Sin embargo, la confrontación dialéctica de tales trazos sociológicos con las experiencias de caminar y pasear proyecta algunas contradicciones y paradojas:
La inclusión del individuo en la red de interdependencias del smartphone obliga a la actualización constante. Se multiplican los estímulos que llegan al sensorio, de modo que se acelera nuestro ritmo vital. La consecuencia es la privación sensorial de la proximidad física, en tanto que sólo seremos capaces de advertir destellos fugaces de todo aquello que reclama nuestra atención. Es la antítesis de la sensorialidad plena, en el sentido restringido que Maurice Merleau-Ponty nos enseñaba, que exige toda caminata y paseo. En el flujo continuo de informaciones y mensajes, perdemos los momentos de delectación y contemplación estética, la sfumatura de los detalles mínimos, las nuances de lo inadvertido e insignificante. En su lugar, la pantalla del smartphone hace que la divisa de Debord acerca de la Société du Spectacle se traslade hoy del ámbito macro de los grandes medios al campo microsociológico: nos relacionamos con imágenes de imágenes y se pierde el sentir del territorio. El tiempo real del smartphone conduce a la privación sensorial y a la focalización de la atención en las intermitencias de las comunicaciones fugaces con nuestros partenaires virtuales.

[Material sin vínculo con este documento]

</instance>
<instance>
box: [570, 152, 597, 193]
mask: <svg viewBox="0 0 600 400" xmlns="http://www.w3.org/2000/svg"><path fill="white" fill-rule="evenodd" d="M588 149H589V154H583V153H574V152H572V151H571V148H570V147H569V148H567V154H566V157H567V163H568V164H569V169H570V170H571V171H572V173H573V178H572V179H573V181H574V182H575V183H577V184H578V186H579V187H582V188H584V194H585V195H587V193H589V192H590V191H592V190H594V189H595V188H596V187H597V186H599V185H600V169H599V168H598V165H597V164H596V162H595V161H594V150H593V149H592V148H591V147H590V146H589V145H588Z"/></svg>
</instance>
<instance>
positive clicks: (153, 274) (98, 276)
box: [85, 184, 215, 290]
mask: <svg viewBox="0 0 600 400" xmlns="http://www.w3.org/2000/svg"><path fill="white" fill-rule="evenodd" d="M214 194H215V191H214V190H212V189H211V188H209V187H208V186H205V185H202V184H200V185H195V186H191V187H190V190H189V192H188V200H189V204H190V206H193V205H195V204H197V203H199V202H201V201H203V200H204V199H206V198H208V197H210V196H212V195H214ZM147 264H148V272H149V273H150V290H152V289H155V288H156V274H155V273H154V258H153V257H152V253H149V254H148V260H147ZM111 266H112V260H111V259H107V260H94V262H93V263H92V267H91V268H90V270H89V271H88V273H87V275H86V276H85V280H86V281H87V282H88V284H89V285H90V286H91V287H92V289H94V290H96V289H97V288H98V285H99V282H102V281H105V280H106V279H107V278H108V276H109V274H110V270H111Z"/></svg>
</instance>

La excesiva dependencia respecto al smartphone imposibilita los fértiles momentos de soledad y autonomía. Es el dispositivo que rentabiliza al máximo nuestros tiempos vitales en la hiperconexión a nuestras redes. Por ello mismo, obstaculiza tanto el extrañamiento de las costumbres que por cotidianas se invisibilizan, como lo que Bertolt Brecht llamó Verfremdung. El smartphone induce la conformidad y la autocoerción antes que la subversión, a la heteronomía en tanto nos alienamos en las cartografías delineadas por las aplicaciones y algoritmos. Sin la demora necesaria para reflexionar y aprehender nuestro espacio vital, no cabe más que la adaptación a la simultaneidad. El smartphone es activo por cuanto exige la participación del individuo para leer y responder mensajes. Es pasivo, puesto que el esfuerzo requerido para tales acciones se reduce al mínimo. El smartphone disciplina, como lo hizo el reloj, los comportamientos reactivos del individuo. Representa el símbolo social que nos encadena al circuito de interdependencias que es familiar al mismo tiempo que oblitera y estigmatiza lo fortuito, el alea, lo inesperado y la curiosidad. En consecuencia, es la antítesis de la práctica estética y subversiva del caminar y el pasear como actos gratuitos de encuentro con el territorio. Quizás debiésemos pensar en el smartphone como una “oficina de instantes perdidos”: “Muchas más vibraciones de las que pueden captar mis toscos oídos humanos estremecen ahora mismo simultáneamente el aire. El aire atravesado por una red tupida de señales de radio transmitiendo todas las conversaciones por teléfono móvil que suceden ahora mismo en la ciudad” (Muñoz Molina, 2018: 11).